6. Promote Employee Wellness Initiatives
If you haven’t already got an employee wellness initiative in place, consider setting one up now. The return to work will see employees’ stress and anxiety levels increase. Looking after their mental health and wellbeing will be more relevant than ever.
Company walking groups or shared yoga classes may be off the agenda for a while, but there’s still lots you can do. Promoting mindfulness, breathing, or meditation techniques is one way to encourage staff wellness. In addition, highlight the importance of maintaining physical activity. Start a group chat where staff can share their favorite online exercise tutorials or home workouts. Getting outside and enjoying nature can make a big difference to mental wellbeing. Invite staff to share favorite local walks or photos of scenery and landscapes they have experienced. Encourage employees to look out for their colleagues and check that they are OK.

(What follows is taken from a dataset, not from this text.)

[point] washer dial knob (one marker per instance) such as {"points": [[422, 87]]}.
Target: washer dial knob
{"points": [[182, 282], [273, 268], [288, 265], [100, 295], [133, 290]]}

And if any employees are struggling, make sure they have access to local helplines or services that can help.
It makes good business sense to look after the health and wellbeing of your employers. And when it comes to managing the return to work, it’s what every responsible employer should be doing. Your staff will feel better supported and able to navigate the new ways of working. And you will also be developing a more agile and resilient workforce.
7. Review Your Processes And Learn From The Experience
Depending on local conditions, this whole process of returning to work may take several weeks or even months. The changes Covid-19 has unleashed in the workplace are still unfolding but are likely to have long-term consequences. The new normal may well be very different from what you previously experienced.
When all of this is over, it’s essential to review what has happened, and how your business responded. From home working, communications platforms, and cross-team collaboration through to returning to work, there will be valuable lessons to learn.
Although we all hope that the coronavirus pandemic can be brought under control, we may still see a second or even subsequent waves. Furthermore, extreme weather or even terrorist events may well strike to disrupt your future operations. To futureproof your business, you need to be prepared and ready to face the challenges. Take the time now to review what’s worked well and what needs to be improved. And you will be making a sound investment for the future.
8. Have An Open Door
Our final tip is to make sure you have an open door. Managers should know their staff well. Encourage leaders to develop an understanding of the individual circumstances of their team members. Some may be caring for vulnerable family members; others may be experiencing financial hardship. And you may have employees that have suffered the loss of loved ones due to coronavirus.
Furthermore, the same survey cited in Fortune reported commuters using public transit are more hesitant to return to work. Just 34 percent of public transit commuters said they were very likely to return to work when offices reopen, compared with 48 percent of non-transit commuters.
Every staff member has a unique situation and set of needs. Knowledge and awareness of those needs are essential to managing the return to work successfully.
Therefore, keep an open door so employees feel as though they can come to you with their concerns. Take the time to ensure staff feel supported and comfortable with what’s happening. And try to be proactive in your response to issues raised.
Undoubtedly, transitioning back into the office will be challenging for staff and managers alike. Use the tips we have identified here to start planning now for a successful return to work.